I chose a very powerful 2250W motor to drive the electric longboard. This motor was incredibly strong even after the 3:1 gear ratio I used. There was so much torque that I programmed into the Arduino some logic that governed if the user decides to "floor" the throttle from rest, the speed would ramp up slower than simply going from 0-100 instantaneously. I realized I needed this safety after flooring the throttle myself and getting tossed off the board several times.
A very difficult part of the project for me was connecting that aluminum motor bracket that I designed to the longboard truck. I didn't have much money, so I only got two copies of the motor bracket machined from a random guy on a machinist forum. I didn't know how to weld and I realized that aluminum requires TIG welding which is a more difficult type of welding. I tried to get away with welding by trying JB weld and then brazing but both of them failed quickly. I ended up getting it TIG welded.
Again, I didn't have access to a CNC or a 3D printer, so I got that pulley CNC milled by a random guy on a forum and that pulley cover 3D printed by a random person on 3D Hubs.

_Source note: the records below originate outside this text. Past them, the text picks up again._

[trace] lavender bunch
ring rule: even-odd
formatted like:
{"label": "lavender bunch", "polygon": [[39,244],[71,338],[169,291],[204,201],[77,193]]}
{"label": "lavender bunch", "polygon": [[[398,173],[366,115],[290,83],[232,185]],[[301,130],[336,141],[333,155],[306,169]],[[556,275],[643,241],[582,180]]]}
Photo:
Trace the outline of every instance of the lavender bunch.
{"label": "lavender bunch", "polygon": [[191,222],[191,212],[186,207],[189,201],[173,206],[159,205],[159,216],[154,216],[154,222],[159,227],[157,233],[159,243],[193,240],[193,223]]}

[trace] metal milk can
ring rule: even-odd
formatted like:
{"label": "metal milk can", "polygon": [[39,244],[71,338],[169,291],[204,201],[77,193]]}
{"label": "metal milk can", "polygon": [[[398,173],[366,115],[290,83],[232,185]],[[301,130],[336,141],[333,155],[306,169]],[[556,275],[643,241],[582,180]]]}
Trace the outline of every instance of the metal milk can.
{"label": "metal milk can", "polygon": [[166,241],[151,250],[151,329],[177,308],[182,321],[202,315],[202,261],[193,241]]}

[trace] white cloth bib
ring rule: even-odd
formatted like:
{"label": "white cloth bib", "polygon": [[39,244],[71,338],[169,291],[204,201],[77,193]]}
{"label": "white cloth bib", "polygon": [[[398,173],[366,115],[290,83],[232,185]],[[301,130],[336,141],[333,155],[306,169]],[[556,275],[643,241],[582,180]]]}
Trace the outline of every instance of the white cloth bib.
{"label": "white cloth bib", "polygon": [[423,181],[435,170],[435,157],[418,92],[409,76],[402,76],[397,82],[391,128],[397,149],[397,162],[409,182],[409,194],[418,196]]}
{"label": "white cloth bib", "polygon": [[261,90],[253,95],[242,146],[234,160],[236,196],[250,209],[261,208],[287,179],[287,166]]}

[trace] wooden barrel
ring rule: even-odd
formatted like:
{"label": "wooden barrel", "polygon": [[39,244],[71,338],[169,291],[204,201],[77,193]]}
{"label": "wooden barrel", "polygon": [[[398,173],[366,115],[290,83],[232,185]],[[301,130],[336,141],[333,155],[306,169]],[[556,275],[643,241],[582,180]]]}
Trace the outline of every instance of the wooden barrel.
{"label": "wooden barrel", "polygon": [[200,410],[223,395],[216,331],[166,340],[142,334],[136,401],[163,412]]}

I'm kind of an impatient person so waiting for parts to come in and getting them redone was such painful experience to me especially because I self-imposed tight deadlines. This was my inspiration for my next project, VersaMaker.
I also really wanted headlights on my electric longboard for both safety reasons and because I thought lights are cool. I found a great deal on super bright LED flashlights on eBay and they were perfect for this project so I hacked them together and attached them to the board. I then modified my Wii Nunchuk so that the sensitivity button would control the headlights instead as an on/off switch.
Just to give a comparison to show how bright these LEDs really were, here's a side-by-side comparison of my headlights vs. the flashlight on the IPhone 5S (yes, this was 2014). They were almost as bright as car headlights which is more than adequate for a longboard.
I was probably a little over-my-head when I decided to launch a Kickstarter campaign. Heck, I didn't even meet the age requirements to launch a Kickstarter. However, I wasn't about to wait a couple years to become 18 because I am impatient and the market would become much more saturated the more I waited.
I started creating social media campaigns, graphics, videos, etc. This was a lot of undertaking for one kid, but I did it.
Kickstarter Campaign Page - https://www.kickstarter.com/projects/1911955304/talon-boards-affordable-lightweight-electric-skate
I only raised $9,542 out of $42,000 so it didn't get funded. Although I was initially a bit sad (my hopes were pretty high), in retrospect, it was probably for the best because I don't think I could have run a hardware startup as a high school student.
This was definitely an amazing experience and probably one of the most productive summers I've ever spent. Honestly, looking back at this, I realize that I was one crazy ambitious kid and I think that my personality has been shaped by this experience.
To this day, I never question if I can or cannot do something - it's always how and if I should do it.